Figure 3 Spectrogram of noisy speech segment.
For an effective study, we opted for a recognizer based on DTW (Dynamic Time Warping) [4]. It’s a feature reference recognition method that makes the modeling recognize isolated lexical items/words appropriately and effectively. Moreover, it uses dictionary learning relied on Cosine similarities [25]. Dictionary learning (DL) is one way of machine learning (ML) approach to compute ‘d’ matrix of the sparse dictionary, where the learning (trained) set is a linear mixture of items (columns) and the respective sparse linear weighted vector, of d. The DL method was chosen because of its core characteristics like discriminative, non-negative and in-coherent are required for improved categorization and isolation. There are ‘n’ column units/vectors known to be “atoms,” labeled as ‘’ . Here, d with a perfect matrix which is specified as d r where ‘n’ column units/vectors known to be “atoms”, and depicted as d. The L norm has been applied to all of the atoms in‘d’ to ensure consistency. The goal is to determine the weight vector x r, whose units match every dictionary atom, d, for a provided feature vector y r and ‘d’. If y is not inside the range of d’s columns, the calculation y dx seems to have no result or has an unlimited number of possibilities. It is possible to get around the issue of nil resolution by making ‘d’ a complete rank matrix that covers all of r. Then, according to [19, 20], enforcing sparseness upon this weight matrix m yields a distinct resolution. Furthermore, a distinct resolution for m can be produced by limiting the range of non-zero items in m to a value depending on the dictionary’s mutual spark or cohesiveness [19, 20]. The lowest count of sequentially relied columns in ‘d’ is termed as spark, whereas the mutual coherence, is the maximal for the bilateral actual intrinsic product among distinct columns in ‘d’ which is depicted in Equation (3) as,
| (3) |
The equivalency between y and dx must be relaxed (i.e. y dx) to obtain a suitable resolution for real-world usage. A constraint optimizing issue is used to exert an upper limit on the relative sparsity to obtain a resolution that is significant and unique, which is represented in Equation (4) as,
| (4) |
wherein, D estimates the range between dx and y, and is the maximum count of non-entries in the matrix m. Thus, this technique of calculating weights is known as sparse recovery, sometimes also referred to as sparse scripting or coding. Figure 4 represents the entire strategy process.

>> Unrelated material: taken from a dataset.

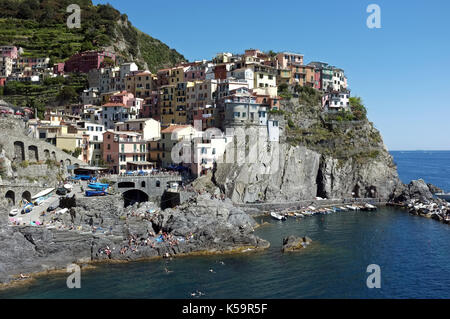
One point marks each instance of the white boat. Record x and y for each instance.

Figure 4 Procedure of principal strategy.
A wide range of variables influences speech interaction. In this study, ambient/external noise, utterance speed, human interference/noise, and frequency were considered independent variables. Several trial ranges were chosen for each. For considered datasets (NOISEX and TIMIT), one of the popular speech recognition modules, namely “mihup” is utilized for experimental assessments with additional functionalities like customizable linguistic database, voice-oriented controlling functionality, etc. The vital parameters for experimental trails are depicted in Table 3.
Table 3 Parameters for experimental trails
| Impact Factors | Study Setup |
| Ambient Noise | Decibel ranges: {20, 30, 40, 50, 60, 70, 80} |
| Utterance Speed | Speech pace: slower (200 wpm), regular (300 wpm), and rapid (450 wpm) |
| Human Noise | Interference decibel range: {55, 60, 65} |
| Frequency | Male in TIMIT: {Low, High} |
| Female in TIMIT: {Low, High} |
Considering typical speech has a sound intensity ranging from 50 to 60 dB, the lowest ambient noise level is 60 dB (ranging from 20 to 80 dB). Researchers discovered that when the noise level exceeds 80 dB, noise interference on SR becomes exceptionally substantial, and linguistic communication among employees is severely hampered due to this distortion. This meant that the trial’s peak loudness range was fixed at 80 decibels. The ambient noisy signal’s spectral element distribution is mostly defined between 0 and 20 kHz.
Table 4 SR accuracy analysis at varying ambient noise level
| Noise Level | Speech Recognition Accuracy (%) |
| 20 | 98.12 |
| 30 | 94.36 |
| 40 | 89.42 |
| 50 | 77.24 |
| 60 | 68.28 |
| 70 | 61.23 |
| 80 | 54.25 |
As can be seen from the Table 4, SR accuracy varies under the different ambient noise levels ranging from 20 dB to 80 dB. SR in a low-noise setting has a high recognition rate between 20 and 30 decibels (dB). However, in accordance with the research’s initial expectations, SR accuracy falls as the intensity of ambient noise increases. For instance, as shown in Figure 5, when ambient noise rises, the percentage of noisy speech signals increases; in contrast, the recognition rate decreases.
This is because ambient noise destroys acoustic signals, leaving a significant portion/subset of the signals unrecognized by the voice unit. The accuracy at decibel levels ranging from 70 dB to 80 dB is substantially different from other decibel levels. Thus, increased intensity in noise seems to have a significant impact on strengthening the SR accuracy. However, the final SR accuracy result at decibel levels of 80 dB is only 54.25 percent, suggesting that SR may not be a suitable interactive tool for any commanding/controlling station without the inclusion of proactive noise-reducing systems.
Figure 5 Evaluation of SR accuracy under varying ambient noise conditions.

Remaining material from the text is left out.